Nous avions espoir que la nomination d'une nouvelle direction apporterait une amélioration de la stratégie du Groupe mais force est de constater qu'il n'en est rien. Les anciennes recettes inefficaces sont remises à l'ordre du jour :
- Départs prévus de la moitié des prestataires et délocalisation de nouvelles activités dans les pays à bas coût comme la Chine.
- Rétrécissement des activités commerciales d’ALF à EMEA contrairement aux attentes des anciens clients sans garantie pour eux que la qualité du service et les délais de livraisons soient maintenue.
- Co-sourcing d’activités essentielles pour l’équilibre économique
Quel comportement en contradiction avec le leitmotiv « travailler ensemble dans le monde ».
Faute de vision et de projet, la direction se lance dans des replâtrages ponctuels qui ne forment en aucun cas un projet industriel. L'avenir des sites en France est de plus en plus incertain.
"LA CRISE" à bon dos et sert d'excuse à une non stratégie et une non vision. La Direction du Groupe privilégie encore et toujours des objectifs financiers à court terme au détriment d’une stratégie industrielle, sans se soucier de l’avenir et de la pérennité du Groupe Alcatel-Lucent.
Au risque de se répéter, la CFTC alerte et met en garde les dirigeants d’Alcatel-Lucent contre un risque ravageur et souvent irréversible : la démotivation des salariés.

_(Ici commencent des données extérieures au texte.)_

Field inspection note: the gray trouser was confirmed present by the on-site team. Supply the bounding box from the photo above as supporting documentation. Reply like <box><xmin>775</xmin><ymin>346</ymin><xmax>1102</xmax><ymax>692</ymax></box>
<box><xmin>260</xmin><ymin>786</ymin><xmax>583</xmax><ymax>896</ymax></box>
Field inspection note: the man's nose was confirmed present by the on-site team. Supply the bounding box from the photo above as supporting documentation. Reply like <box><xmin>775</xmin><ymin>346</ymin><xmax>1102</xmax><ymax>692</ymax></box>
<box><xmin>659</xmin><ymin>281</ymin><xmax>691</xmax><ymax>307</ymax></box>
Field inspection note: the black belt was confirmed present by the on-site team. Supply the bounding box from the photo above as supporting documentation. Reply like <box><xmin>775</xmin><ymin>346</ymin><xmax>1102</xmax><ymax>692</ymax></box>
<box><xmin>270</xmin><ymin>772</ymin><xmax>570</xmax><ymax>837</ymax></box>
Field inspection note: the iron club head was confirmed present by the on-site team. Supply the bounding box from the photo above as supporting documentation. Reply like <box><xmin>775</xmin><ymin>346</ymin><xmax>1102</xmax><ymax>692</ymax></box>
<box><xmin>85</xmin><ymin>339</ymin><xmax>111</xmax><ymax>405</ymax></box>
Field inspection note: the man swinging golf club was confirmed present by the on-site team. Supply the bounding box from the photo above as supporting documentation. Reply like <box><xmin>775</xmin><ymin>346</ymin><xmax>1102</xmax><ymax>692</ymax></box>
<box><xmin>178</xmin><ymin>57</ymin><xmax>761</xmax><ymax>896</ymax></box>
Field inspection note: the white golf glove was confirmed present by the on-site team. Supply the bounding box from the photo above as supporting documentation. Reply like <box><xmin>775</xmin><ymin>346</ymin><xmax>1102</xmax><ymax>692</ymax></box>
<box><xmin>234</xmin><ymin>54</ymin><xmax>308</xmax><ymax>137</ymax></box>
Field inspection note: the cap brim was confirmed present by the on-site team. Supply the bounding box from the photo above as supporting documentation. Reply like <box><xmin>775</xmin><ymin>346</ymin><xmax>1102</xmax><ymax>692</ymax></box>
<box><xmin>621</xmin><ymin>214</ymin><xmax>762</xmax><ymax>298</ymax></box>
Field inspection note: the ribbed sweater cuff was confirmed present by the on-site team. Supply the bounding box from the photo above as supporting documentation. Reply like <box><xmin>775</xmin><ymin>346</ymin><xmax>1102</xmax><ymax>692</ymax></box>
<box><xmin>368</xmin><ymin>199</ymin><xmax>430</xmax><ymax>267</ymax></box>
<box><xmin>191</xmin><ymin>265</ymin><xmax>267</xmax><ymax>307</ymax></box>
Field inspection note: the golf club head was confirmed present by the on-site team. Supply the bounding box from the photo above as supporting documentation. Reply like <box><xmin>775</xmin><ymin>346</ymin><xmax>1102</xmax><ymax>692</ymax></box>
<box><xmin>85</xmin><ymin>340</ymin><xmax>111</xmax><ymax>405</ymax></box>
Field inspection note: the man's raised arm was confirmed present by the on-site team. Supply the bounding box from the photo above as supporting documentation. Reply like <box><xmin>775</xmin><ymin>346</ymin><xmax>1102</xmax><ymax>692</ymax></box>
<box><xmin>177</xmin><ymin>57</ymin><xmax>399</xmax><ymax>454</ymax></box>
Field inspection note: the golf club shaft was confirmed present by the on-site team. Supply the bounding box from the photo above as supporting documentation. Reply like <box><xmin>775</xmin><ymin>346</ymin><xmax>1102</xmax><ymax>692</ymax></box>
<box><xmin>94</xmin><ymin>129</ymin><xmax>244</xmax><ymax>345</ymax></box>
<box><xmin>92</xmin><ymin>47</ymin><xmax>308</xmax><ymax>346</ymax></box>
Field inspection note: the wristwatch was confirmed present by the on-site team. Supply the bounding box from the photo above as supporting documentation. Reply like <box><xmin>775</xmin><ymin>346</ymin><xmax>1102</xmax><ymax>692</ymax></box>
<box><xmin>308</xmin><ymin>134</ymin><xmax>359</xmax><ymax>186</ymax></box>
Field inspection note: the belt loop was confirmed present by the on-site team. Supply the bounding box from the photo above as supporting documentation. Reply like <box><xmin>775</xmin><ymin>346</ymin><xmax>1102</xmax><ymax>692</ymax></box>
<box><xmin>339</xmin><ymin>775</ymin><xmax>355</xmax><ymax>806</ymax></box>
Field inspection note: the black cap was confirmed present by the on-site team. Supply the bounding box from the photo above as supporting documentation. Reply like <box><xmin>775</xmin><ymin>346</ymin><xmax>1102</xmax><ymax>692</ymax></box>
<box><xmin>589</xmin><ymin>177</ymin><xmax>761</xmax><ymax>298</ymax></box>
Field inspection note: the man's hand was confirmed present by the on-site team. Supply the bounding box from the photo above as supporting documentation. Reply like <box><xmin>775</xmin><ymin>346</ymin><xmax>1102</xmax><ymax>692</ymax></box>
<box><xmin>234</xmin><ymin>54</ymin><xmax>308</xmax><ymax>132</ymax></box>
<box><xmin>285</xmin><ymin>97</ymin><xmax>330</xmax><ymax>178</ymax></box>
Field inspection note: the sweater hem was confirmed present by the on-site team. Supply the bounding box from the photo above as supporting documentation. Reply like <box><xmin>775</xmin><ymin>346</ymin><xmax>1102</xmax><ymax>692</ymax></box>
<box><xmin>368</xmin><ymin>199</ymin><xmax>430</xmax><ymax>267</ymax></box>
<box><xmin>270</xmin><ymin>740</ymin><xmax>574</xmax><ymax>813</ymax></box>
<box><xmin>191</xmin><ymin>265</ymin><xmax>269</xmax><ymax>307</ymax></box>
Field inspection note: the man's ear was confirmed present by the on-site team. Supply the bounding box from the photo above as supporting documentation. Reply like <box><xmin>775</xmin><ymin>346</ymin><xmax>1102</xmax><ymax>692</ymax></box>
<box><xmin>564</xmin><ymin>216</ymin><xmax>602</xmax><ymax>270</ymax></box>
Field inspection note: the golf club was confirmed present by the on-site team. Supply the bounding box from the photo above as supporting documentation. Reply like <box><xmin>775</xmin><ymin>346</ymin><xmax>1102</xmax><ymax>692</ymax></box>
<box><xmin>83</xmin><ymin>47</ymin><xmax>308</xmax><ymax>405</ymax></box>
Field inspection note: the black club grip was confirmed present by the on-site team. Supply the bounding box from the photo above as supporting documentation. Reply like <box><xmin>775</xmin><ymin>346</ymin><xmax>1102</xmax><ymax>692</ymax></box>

Si à cela s’ajoute cette mauvaise politique de rémunération qui ne dit pas son nom, il ne faudra pas s’étonner que certains salariés-clés aillent à la concurrence et donc encore des pertes de compétences.
Maintenir ce PSE coute que coute relève de l'entêtement voir de l'aveuglement.
Par ailleurs, le montant d’aide à la formation des salariés dont les postes sont supprimés est bien trop faible pour espérer une reconversion réussie.
La CFTC demande à ce que la rémunération des sociétés « d’outplacement » soit associée à l’obligation de résultats et non seulement de moyens.
Les mesures d’accompagnement destinées aux salariés « dit » « volontaires » sont très en deçà de l’espérance des salariés et des plans de départs précédents. A la détresse et présentent une injustice flagrante en amplifiant les dissensions sociales dans l’entreprise, (ce qui laisse à dire que ce PSE n’est pas justifié). Alors que les stock-options et les retraites « chapeau » viennent d’être accordées par les actionnaires à nos dirigeants, les mesures d’accompagnement destinées aux salariés frisent l’injustice et le mépris.
En conclusion, la CFTC émet un avis on ne peut plus défavorable et demande que ce plan soit retiré.